Во время побега Молеш очень впечатлен природой вокруг, он как будто сливается с ней в одну массу, в одной из сцен он даже торжественно вступает босыми ногами в муравейник. В своей связи с природой Молеш напоминает героев Бруно Дюмона.

В лесу Молеш встречает бродягу-девочку, похожею на эльфа, и неприятное существо, похожее на Фантомаса. Полицейские сидят у него на хвосте, каждое утро он просыпается от лая собак, однако каждый раз ему удается уйти, словно его преследователи – лишь монтажная иллюзия. Создается впечатление, что Молеш блуждает не лесом, а тропинками собственной паранойи, – и это лишь одна из возможных реакций объяснения.

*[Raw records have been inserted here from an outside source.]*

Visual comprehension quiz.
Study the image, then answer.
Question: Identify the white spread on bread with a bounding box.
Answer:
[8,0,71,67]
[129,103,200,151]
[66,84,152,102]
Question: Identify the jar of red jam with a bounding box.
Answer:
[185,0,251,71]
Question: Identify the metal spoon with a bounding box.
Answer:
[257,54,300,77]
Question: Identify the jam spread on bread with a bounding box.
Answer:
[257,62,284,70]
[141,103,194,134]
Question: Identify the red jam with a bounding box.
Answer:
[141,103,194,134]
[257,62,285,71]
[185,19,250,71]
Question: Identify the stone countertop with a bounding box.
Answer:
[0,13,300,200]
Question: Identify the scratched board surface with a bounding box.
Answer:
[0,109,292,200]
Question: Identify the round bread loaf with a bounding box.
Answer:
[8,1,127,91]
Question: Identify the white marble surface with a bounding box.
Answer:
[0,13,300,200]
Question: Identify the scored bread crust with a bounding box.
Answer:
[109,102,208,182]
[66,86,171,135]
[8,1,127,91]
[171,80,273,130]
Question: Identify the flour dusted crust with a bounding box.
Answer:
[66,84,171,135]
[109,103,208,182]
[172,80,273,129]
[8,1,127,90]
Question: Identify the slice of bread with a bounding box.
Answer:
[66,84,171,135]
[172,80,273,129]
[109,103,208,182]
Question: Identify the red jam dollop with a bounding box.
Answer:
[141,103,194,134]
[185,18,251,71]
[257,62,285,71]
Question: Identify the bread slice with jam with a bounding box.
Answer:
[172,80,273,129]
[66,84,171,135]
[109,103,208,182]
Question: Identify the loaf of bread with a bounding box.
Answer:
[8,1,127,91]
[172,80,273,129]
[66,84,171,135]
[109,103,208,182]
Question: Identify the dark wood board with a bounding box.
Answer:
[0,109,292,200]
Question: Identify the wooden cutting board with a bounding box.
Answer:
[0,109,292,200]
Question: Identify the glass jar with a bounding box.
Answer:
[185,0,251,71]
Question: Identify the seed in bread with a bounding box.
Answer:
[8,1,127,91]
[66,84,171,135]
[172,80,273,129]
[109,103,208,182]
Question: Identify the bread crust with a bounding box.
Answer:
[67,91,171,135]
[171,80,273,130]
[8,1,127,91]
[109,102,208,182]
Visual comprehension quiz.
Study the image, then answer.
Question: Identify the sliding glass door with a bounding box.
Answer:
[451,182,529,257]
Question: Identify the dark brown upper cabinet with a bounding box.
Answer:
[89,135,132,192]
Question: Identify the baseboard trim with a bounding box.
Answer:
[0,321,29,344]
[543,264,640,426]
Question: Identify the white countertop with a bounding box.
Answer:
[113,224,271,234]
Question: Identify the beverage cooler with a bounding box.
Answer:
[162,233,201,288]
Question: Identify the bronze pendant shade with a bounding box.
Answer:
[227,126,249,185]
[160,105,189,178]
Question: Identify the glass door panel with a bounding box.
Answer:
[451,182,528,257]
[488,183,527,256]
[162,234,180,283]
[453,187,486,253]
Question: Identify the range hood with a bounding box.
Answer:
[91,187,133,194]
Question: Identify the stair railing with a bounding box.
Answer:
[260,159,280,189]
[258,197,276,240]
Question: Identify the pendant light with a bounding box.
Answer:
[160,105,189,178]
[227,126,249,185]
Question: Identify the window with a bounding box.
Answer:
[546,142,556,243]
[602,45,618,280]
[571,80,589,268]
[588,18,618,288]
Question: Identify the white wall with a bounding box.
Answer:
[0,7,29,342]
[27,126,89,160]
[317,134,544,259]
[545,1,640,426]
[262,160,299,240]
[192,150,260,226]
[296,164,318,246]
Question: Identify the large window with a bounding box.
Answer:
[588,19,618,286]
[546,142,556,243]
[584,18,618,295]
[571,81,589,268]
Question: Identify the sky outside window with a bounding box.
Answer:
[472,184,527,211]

Связь Молеша с матерью, кажется, также должна нам что-то прояснить, однако к ее завещанию, спрятанному в коробку из под обуви, он добирается уже тогда, когда мы не знаем, действует ли еще сам Молеш или всего лишь его психика.

Интересно у Хоххойслера уже то, что героем фильма становится сексуальный маньяк. Маньяком его делает возможность преступления не в прошлом, а в будущем; зверем он выглядит не до, а после полицейской облавы. Полиция же в лице детектива выглядит как будто нуждающейся в нем как в преступнике.

Однако материалом фильма становится не история побега Молеша и его изобретательные способы скрываться, а сочувствие, предубеждения, игра аналогий – реакции зрителя, вместо акций фильма. Очень важно, и это признак увлечения режиссера теорией, что Хоххойслер работает в первую очередь с восприятием зрителя. Контекст привычек опытного кинозрителя к тем или иным клише оказывается более важным, чем любой другой контекст картины. Хоххойслер – открытый режиссер, его кино не аутично, оно не только зрительское, оно не может без зрителя, без того, что сам режиссер называет «взглядом».

Как говорил Хоххойслер в одном интервью, – есть два компонента взрывчатки, история заведомо должна быть и внутри зрителя иначе не будет взрыва.

Пока другие лидеры немецкого кино создают стильные постмодернистские опусы, переживая влечение, кто к Хичкоку (Петцольд), кто к Мельвилю (Арслан), Кристоф Хоххойслер, прибегая к сказкам, грубым фокусам и имитации упорядоченного хаоса, все же ищет способы двигать развитие киноязыка самостоятельно.